- Coat-of-arms de La Roche
- Died: before 1291
- Noble family: De la Roche
- Spouses: Geoffrey of Briel Hugh, Count of Brienne
- Issue: Walter V, Count of Brienne Agnes
- Father: Guy I de la Roche

= Isabella de la Roche =

French noblewoman

Isabella de la Roche (died before 1291) was a daughter of Guy I de la Roche. She was married twice, firstly to Geoffrey of Briel, Lord of Karytaina and then secondly to Hugh, Count of Brienne, having children only with her second husband.

==Life==
Isabella's date of birth is unknown. She was the fifth of six children, her siblings included: John I de la Roche, William de la Roche and Alice de la Roche, who was regent of Beirut. Her father Guy was created Duke of Athens in 1260 by King Louis IX of France.

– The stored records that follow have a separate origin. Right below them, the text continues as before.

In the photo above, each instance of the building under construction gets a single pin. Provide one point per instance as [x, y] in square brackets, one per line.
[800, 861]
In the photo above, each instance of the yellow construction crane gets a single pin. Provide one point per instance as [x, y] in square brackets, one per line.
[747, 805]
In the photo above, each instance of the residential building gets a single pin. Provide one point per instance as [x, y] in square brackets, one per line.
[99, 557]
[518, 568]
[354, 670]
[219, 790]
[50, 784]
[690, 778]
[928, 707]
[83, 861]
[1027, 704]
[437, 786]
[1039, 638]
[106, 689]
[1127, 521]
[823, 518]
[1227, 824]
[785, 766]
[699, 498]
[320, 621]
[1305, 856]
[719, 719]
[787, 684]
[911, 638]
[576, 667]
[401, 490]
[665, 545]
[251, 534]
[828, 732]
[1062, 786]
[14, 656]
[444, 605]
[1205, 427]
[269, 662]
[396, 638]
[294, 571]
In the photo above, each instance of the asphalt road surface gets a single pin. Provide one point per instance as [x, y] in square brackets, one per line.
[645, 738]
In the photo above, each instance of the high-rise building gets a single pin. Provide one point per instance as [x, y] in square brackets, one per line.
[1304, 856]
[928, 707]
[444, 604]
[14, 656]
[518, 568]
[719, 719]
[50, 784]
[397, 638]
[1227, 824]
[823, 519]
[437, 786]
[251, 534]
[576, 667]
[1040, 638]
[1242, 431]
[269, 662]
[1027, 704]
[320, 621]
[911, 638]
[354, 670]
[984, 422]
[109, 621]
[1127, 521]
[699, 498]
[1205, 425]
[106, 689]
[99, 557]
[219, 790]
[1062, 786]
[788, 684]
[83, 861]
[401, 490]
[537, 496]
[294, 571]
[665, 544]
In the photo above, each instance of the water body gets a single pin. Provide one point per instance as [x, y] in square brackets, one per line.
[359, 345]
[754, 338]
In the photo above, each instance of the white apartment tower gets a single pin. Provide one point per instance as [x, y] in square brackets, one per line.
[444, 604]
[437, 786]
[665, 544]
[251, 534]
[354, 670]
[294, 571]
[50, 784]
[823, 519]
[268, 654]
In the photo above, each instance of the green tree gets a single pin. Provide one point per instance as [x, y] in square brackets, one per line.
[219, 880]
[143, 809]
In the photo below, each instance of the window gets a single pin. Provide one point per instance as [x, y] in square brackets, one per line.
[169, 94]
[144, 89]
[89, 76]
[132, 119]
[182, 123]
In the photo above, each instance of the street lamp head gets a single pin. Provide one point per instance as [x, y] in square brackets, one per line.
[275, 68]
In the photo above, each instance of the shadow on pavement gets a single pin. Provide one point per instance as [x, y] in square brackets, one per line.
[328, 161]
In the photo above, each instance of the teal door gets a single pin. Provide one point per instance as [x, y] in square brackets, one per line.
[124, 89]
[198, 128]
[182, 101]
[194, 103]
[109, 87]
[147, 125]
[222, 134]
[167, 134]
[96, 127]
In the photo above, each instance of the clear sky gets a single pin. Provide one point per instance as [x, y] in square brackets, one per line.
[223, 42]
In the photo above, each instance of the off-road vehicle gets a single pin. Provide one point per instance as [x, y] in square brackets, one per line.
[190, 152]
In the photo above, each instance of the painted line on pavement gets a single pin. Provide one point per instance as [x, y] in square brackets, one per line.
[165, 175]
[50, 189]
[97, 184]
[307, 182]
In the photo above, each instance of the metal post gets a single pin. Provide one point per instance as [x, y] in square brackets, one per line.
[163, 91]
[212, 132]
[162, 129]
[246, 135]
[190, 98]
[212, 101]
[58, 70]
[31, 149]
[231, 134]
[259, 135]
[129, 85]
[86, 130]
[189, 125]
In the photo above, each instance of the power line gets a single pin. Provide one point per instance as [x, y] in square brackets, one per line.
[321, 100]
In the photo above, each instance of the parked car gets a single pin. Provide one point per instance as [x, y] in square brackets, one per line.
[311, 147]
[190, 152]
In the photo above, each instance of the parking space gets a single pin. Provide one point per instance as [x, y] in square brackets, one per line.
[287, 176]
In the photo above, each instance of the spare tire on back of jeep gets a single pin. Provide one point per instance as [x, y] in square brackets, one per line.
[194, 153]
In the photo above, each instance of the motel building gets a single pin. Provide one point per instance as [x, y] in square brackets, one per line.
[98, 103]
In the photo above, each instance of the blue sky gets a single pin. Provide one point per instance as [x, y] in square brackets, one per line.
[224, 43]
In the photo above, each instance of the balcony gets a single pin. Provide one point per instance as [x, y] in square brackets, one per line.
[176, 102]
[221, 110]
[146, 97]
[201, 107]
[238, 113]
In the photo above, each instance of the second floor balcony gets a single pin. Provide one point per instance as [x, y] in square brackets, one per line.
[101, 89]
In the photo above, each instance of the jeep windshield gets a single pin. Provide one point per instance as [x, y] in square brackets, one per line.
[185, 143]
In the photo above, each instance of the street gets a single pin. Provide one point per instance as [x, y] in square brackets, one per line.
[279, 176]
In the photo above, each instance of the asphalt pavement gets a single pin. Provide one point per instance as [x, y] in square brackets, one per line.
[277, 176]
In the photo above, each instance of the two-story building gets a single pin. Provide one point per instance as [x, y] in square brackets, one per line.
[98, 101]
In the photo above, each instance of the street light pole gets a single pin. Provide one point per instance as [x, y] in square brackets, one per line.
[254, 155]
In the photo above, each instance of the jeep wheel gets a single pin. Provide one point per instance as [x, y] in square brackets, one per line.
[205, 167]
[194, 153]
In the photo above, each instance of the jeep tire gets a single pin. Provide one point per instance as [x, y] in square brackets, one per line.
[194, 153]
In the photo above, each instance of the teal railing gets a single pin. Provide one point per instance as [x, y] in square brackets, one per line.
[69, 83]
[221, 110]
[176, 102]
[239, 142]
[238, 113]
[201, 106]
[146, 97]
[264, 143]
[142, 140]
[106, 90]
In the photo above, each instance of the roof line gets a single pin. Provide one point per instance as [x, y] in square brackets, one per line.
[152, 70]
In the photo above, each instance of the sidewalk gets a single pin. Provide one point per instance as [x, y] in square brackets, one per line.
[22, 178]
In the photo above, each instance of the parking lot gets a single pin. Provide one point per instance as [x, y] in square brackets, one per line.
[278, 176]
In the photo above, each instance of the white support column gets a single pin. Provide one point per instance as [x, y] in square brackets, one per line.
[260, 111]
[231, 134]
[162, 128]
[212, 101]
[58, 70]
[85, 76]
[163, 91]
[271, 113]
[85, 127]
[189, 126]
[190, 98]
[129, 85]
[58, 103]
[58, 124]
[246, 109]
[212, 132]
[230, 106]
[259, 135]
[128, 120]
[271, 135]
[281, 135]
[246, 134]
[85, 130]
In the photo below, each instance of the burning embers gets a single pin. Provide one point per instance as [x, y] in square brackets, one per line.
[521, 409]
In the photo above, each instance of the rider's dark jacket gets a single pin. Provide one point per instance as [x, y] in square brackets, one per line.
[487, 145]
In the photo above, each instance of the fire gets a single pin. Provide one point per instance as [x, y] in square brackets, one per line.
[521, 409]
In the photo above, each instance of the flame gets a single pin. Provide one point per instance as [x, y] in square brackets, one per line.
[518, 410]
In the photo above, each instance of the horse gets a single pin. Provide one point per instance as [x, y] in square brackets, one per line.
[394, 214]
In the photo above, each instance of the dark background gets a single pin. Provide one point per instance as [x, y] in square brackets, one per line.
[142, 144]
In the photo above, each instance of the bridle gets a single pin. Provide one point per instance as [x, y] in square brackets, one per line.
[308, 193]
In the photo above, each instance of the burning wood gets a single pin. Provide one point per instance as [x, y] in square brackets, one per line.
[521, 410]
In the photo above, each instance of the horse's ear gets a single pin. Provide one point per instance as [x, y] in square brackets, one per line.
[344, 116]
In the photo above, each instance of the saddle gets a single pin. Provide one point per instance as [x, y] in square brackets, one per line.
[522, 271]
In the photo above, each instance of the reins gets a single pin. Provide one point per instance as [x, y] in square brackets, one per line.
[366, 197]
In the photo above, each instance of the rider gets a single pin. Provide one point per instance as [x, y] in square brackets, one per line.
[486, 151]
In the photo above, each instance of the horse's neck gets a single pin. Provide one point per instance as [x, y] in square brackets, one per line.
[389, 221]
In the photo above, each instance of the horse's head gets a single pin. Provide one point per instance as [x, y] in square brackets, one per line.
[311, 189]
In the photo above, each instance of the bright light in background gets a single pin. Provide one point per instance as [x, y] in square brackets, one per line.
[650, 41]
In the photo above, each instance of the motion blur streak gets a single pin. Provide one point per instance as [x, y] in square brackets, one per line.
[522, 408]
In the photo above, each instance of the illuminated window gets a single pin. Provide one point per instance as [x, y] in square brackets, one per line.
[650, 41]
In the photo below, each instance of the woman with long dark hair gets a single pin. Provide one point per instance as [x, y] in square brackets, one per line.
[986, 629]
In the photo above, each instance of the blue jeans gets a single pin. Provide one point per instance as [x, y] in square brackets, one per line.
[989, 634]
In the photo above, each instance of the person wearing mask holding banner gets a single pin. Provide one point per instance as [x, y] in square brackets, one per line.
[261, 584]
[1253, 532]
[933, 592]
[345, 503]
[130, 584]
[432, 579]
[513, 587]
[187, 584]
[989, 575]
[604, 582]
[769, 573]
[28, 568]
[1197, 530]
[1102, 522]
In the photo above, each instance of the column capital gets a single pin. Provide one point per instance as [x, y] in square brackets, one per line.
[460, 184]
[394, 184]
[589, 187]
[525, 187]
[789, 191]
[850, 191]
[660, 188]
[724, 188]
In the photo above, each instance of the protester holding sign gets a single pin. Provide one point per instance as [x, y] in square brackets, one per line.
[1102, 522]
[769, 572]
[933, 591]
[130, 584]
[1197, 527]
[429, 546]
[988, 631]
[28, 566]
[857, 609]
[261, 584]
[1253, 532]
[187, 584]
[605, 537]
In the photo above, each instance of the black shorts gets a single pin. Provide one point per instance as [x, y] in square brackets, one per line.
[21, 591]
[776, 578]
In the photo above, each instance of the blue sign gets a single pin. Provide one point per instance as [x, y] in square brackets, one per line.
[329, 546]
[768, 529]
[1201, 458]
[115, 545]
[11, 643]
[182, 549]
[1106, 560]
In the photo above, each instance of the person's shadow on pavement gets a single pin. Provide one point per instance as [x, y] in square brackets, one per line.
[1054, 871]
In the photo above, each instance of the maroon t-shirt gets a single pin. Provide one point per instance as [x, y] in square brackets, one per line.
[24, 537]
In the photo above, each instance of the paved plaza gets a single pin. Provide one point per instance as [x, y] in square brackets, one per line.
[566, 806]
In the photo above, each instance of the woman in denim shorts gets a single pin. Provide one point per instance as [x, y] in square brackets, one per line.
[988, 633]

Isabella was married firstly in 1256 to Geoffrey of Briel, Lord of Karytaina. The couple were married for thirteen years however, no children were born in this time. In 1269, Geoffrey died of fever while commanding the garrison at Skorta. Upon Geoffrey's death, Isabella received the half of the barony as her dower, the other half going to the prince William II of Villehardouin as suzerain of the barony.

In 1277, Isabella was married a second time, this time to Hugh, Count of Brienne, a claimant to the thrones of Cyprus and Jerusalem. Their children became part of the Brienne claim to the Kingdom of Jerusalem. The couple had two children:
- Walter V of Brienne (d. 1311), Duke of Athens, Hugh's heir.
- Agnes of Brienne, married John, Count of Joigny

Isabella's date of death is unknown however, she did not outlive Hugh as he remarried in 1291 to Helena Komnena Dukaina, meaning Isabella must have died before 1291. Hugh and Helena had another daughter named Joanna. Through Isabella, her son Walter was able to claim Duchy of Athens in 1308 upon the death of his cousin Guy II de la Roche.